Morgan Stanley (NYSE: MS) Takes First Step to Building Securities Platform in China

In a first step towards forming a new joint venture to tap China’s domestic securities market, Morgan Stanley (MS) has shortlisted bidders in an attempt to sell its 34.3% stake in China International Capital Corp. (CICC).

As reported in the Wall Street Journal, according to people familiar with the situation the list of bidders whose offers were considered attractive enough to conduct due diligence on the Chinese investment bank has been narrowed to include five U.S. private-equity firms: Bain Capital LLC, Carlyle Group LP, General Atlantic LLC, Kohlberg Kravis Roberts & Co., and TPG.

The other bidder selected to conduct due diligence is Taiwan’s Fubon Financial Holding Co.
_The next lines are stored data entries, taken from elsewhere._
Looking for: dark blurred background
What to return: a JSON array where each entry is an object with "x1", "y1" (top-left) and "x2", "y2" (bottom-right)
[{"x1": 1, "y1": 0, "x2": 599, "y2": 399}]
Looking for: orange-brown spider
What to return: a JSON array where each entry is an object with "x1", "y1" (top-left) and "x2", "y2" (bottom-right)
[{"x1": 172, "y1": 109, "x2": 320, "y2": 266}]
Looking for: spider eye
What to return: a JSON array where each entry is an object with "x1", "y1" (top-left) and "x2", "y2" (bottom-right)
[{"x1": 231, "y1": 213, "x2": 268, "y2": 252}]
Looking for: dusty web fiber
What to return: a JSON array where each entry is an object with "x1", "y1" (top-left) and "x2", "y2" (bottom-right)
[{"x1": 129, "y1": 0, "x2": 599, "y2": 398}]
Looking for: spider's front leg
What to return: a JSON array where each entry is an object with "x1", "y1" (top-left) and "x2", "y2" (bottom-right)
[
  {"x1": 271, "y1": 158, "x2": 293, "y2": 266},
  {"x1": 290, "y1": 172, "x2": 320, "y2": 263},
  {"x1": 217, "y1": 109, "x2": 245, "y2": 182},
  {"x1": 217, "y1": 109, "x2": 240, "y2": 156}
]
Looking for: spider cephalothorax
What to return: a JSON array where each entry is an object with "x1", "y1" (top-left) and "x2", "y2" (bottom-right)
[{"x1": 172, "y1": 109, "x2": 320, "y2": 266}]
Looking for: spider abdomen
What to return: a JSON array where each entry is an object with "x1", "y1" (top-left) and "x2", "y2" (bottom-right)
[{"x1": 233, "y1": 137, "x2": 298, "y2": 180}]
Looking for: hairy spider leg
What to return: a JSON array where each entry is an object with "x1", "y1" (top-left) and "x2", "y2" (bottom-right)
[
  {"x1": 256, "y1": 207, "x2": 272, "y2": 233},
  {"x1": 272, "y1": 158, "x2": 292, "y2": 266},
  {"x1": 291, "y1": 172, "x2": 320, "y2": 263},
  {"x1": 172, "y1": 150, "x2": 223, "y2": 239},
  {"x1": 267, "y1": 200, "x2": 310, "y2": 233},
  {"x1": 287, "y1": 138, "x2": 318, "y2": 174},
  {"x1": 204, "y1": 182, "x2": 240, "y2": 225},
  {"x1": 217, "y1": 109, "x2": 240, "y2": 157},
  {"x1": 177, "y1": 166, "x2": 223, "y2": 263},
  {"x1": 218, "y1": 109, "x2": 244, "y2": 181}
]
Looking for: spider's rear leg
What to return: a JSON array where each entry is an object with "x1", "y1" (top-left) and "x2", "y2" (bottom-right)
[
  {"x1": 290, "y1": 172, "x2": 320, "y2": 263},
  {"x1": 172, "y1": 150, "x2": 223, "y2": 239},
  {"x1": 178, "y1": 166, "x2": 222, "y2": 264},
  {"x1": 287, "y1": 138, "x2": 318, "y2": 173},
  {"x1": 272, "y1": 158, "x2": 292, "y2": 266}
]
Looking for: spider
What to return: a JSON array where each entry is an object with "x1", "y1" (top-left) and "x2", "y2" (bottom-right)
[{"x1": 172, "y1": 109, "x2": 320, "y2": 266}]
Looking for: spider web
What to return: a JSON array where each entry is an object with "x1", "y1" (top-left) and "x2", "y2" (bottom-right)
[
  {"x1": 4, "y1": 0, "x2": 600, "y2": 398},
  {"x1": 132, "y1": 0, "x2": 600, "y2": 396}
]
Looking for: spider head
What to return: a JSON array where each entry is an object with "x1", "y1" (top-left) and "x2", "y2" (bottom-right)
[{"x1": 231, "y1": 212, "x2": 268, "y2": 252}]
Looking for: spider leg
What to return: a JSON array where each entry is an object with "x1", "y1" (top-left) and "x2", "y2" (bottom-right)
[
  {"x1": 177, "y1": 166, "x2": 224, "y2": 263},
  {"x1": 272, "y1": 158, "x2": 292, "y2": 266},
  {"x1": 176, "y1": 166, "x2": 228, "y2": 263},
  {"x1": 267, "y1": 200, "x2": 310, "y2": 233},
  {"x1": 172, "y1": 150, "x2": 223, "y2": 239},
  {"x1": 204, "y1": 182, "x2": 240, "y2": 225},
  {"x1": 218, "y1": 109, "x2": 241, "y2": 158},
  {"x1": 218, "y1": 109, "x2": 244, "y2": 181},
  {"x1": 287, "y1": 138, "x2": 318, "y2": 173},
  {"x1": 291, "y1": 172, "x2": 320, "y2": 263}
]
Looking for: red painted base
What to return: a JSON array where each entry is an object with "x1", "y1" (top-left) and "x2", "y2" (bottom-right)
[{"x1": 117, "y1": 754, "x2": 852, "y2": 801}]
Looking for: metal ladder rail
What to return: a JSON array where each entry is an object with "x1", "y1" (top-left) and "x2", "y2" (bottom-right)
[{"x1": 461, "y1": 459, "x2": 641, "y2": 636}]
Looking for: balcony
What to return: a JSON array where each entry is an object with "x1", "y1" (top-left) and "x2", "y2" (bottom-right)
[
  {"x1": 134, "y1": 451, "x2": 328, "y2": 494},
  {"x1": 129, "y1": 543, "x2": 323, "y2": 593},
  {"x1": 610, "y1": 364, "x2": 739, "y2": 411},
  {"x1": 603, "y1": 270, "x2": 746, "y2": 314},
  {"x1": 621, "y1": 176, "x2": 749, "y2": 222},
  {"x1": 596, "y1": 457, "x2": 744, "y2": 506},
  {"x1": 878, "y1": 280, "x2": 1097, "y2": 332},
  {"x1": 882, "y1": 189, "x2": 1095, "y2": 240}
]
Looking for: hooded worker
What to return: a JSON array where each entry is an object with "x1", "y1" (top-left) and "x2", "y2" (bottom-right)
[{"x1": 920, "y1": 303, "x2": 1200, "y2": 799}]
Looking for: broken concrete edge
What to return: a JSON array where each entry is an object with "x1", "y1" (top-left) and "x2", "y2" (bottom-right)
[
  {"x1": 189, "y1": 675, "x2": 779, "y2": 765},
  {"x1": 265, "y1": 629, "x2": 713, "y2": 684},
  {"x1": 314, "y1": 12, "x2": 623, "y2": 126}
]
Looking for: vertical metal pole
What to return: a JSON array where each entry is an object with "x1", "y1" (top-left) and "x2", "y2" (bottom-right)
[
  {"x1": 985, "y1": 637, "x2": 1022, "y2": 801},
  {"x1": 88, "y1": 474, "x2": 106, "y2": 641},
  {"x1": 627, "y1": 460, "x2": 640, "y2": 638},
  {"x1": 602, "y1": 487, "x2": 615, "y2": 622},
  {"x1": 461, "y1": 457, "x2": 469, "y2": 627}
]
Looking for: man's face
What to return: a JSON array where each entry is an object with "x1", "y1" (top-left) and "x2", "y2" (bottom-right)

Fubon’s selection is surprising because cross-border investments involving Taiwan and mainland China in the financial industry remain sensitive, even as barriers to some cross-Straits investments have been removed under Taiwan’s current government.

Morgan Stanley’s 34.3% stake in China’s first joint-venture securities firm could be worth up to $1 billion and has attracted wide attention.

The sale is seen as a crucial first step for the Wall Street firm to build a new securities platform in China. That’s because Chinese regulators have ruled that Morgan Stanley must first sell its passive stake in CICC before it can form a new joint venture to tap China’s domestic securities market.

Morgan Stanley has selected a broad field of candidates to conduct due diligence on CICC to improve the chances of getting a sufficiently attractive binding offer in the coming months. Bidders will review CICC’s books and interview management to determine the maximum amount they are willing to offer for the stake.

Morgan Stanley revived the sale process in recent months, asking for first-round indicative bids in early November. The Wall Street firm is hoping potential buyers could offer more for the stake than previous bids made in early 2008. Global economic recovery and a rebound in China’s investment-banking market could make its CICC stake more attractive.

However, the sale is not without complications. First, the CICC stake sale is politically sensitive. The securities firm’s largest shareholder is the country’s sovereign wealth fund, China Investment Corp., and CICC’s chief executive is Levin Zhu, the son of former Chinese premier Zhu Rongji. Support from both Mr. Zhu and the Chinese sovereign fund will be important in concluding a deal.

Second, Government of Singapore Investment Corp., another state-owned fund, which already owns a 7.35% stake in CICC, is reviewing its options to potentially increase its stake as part of the process, according to one person familiar with the situation.

And a third complication in the sale process is the existence of so-called “phantom shares” granted to CICC’s management as an incentive. These shares offer dividends like ordinary shares but don’t give their holders voting power or board representation. CICC’s management owns 20% of the company’s economic value through the phantom share program and Morgan Stanley’s 34.3% stake would be diluted to 27.4% if the phantom shares were converted to ordinary shares.